¹The origin/ part comes from the name of the remote that you use to talk to the other Git. Technically, these refs are in a different namespace, under refs/remotes/ than refs/heads/. Git normally hides this from us, sometimes a little more, sometimes a little less: git branch will sometimes show the name origin/master and sometimes show the name remotes/origin/master. I don't know why it is not consistent here.

²The pull command runs this merge-or-rebase on the current branch and only the current branch, regardless of any other names git fetch may have updated. It uses the raw hash IDs directly and sets up a particular merge message when using git merge.

Conclusions

The general idea of rebase is: I have some commits, they're OK as is, but they'd be improved if I moved them. You can't actually move a commit—a commit, once made, is 100% read-only—but you can copy them to new-and-improved commits with new and different hash IDs.
A fast-forward operation really means move the branch name to point to some already-existing commit that's further down the chain of commits. Drawing the graph will let you see if that's actually possible. When git merge does a fast-forward, it also checks out the commit to which it moved the branch name.
A git merge does a fast-forward if it can, and a real merge if it can't. Adding --ff-only tells it: If you can't do this as a fast-forward, just tell me that and quit.
Using git fetch, you can get someone else's commits, from some other Git repository, into your repository. This step is always safe and can be run at any time, on any branch.
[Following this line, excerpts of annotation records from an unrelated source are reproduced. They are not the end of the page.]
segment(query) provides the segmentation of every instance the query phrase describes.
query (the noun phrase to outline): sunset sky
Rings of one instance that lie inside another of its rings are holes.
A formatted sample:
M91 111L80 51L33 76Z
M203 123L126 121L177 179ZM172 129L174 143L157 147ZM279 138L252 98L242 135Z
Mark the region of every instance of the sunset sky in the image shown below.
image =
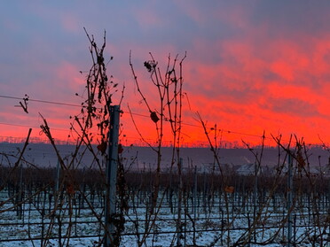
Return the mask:
M183 142L205 142L196 112L216 123L224 141L260 143L291 134L308 143L330 143L330 2L255 1L6 1L0 9L0 136L40 135L39 112L54 137L67 140L69 116L79 107L31 101L27 114L7 96L80 104L91 65L83 27L114 57L109 74L126 91L121 122L125 143L139 142L127 104L140 104L129 65L130 50L141 89L156 104L143 66L152 52L161 67L169 54L184 62ZM118 102L120 92L114 96ZM156 108L156 104L152 107ZM136 115L146 138L154 127ZM149 127L150 126L150 127ZM169 141L170 136L164 137Z

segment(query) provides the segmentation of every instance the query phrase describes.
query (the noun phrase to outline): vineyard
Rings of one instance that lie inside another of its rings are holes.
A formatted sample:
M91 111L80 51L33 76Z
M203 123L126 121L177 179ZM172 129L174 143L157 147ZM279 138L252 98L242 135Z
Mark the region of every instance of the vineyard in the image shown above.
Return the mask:
M232 151L222 146L224 131L197 112L208 153L200 157L192 149L186 155L181 132L186 54L169 55L163 73L150 54L144 66L154 90L145 96L130 53L132 81L150 126L138 126L135 117L141 114L128 105L125 113L149 149L146 158L128 154L133 147L122 145L120 122L125 86L114 104L118 83L107 75L106 61L113 57L104 58L106 34L100 47L86 35L92 66L83 72L82 95L76 94L81 111L70 116L75 145L59 143L40 114L47 151L30 143L31 128L19 147L0 146L1 246L330 245L328 145L323 143L317 154L303 138L263 133L254 135L260 137L257 147L242 141L248 164L234 156L225 160ZM20 102L26 113L28 100ZM153 143L144 135L152 132ZM271 164L266 139L275 151Z
M10 160L2 154L0 245L103 244L104 169L67 174L56 164L40 167L26 160L15 167ZM276 174L250 175L183 164L180 174L161 173L155 201L153 169L133 169L137 159L122 160L114 219L118 246L283 246L289 230L292 246L330 243L326 173L310 175L295 162L290 202L287 162L273 167Z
But, having obtained those commits, you'll need to use a second Git command to actually incorporate their commits into your branch-names.
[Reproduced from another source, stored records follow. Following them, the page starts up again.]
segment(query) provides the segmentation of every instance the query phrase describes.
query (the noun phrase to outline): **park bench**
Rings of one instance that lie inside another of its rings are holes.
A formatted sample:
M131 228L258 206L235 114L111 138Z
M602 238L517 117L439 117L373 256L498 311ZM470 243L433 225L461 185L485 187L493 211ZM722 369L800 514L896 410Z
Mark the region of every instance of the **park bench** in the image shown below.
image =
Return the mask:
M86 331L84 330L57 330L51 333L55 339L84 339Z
Whether to use rebase or merge to incorporate fetched commits is a matter of opinion (as is whether to use rebase at all, ever). But whatever you do to incorporate fetched commits, that part happens on your current branch, because both git rebase and git merge use the current branch.
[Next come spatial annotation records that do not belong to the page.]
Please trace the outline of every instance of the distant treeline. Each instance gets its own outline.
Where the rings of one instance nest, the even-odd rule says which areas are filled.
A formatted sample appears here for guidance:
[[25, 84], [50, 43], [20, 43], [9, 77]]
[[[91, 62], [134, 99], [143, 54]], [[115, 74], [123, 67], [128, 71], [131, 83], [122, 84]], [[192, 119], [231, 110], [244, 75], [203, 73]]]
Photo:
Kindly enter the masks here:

The git pull command means: Run git fetch, then run a second command to affect the current branch, to incorporate what we fetched. In some cases there's no second command to run, because you didn't pick up anything in the fetch step; and in a rare case—a new repository that had no commits before, hence has no current branch; or right after git checkout --orphan—there's nothing to rebase-or-merge either. (You probably won't hit this rare case, but back in the bad old days of 2005-or-so, git pull could wreck your work-tree, if you had one. Fortunately that's long since fixed.)

There's no single right work-flow, but the one you are using is fine.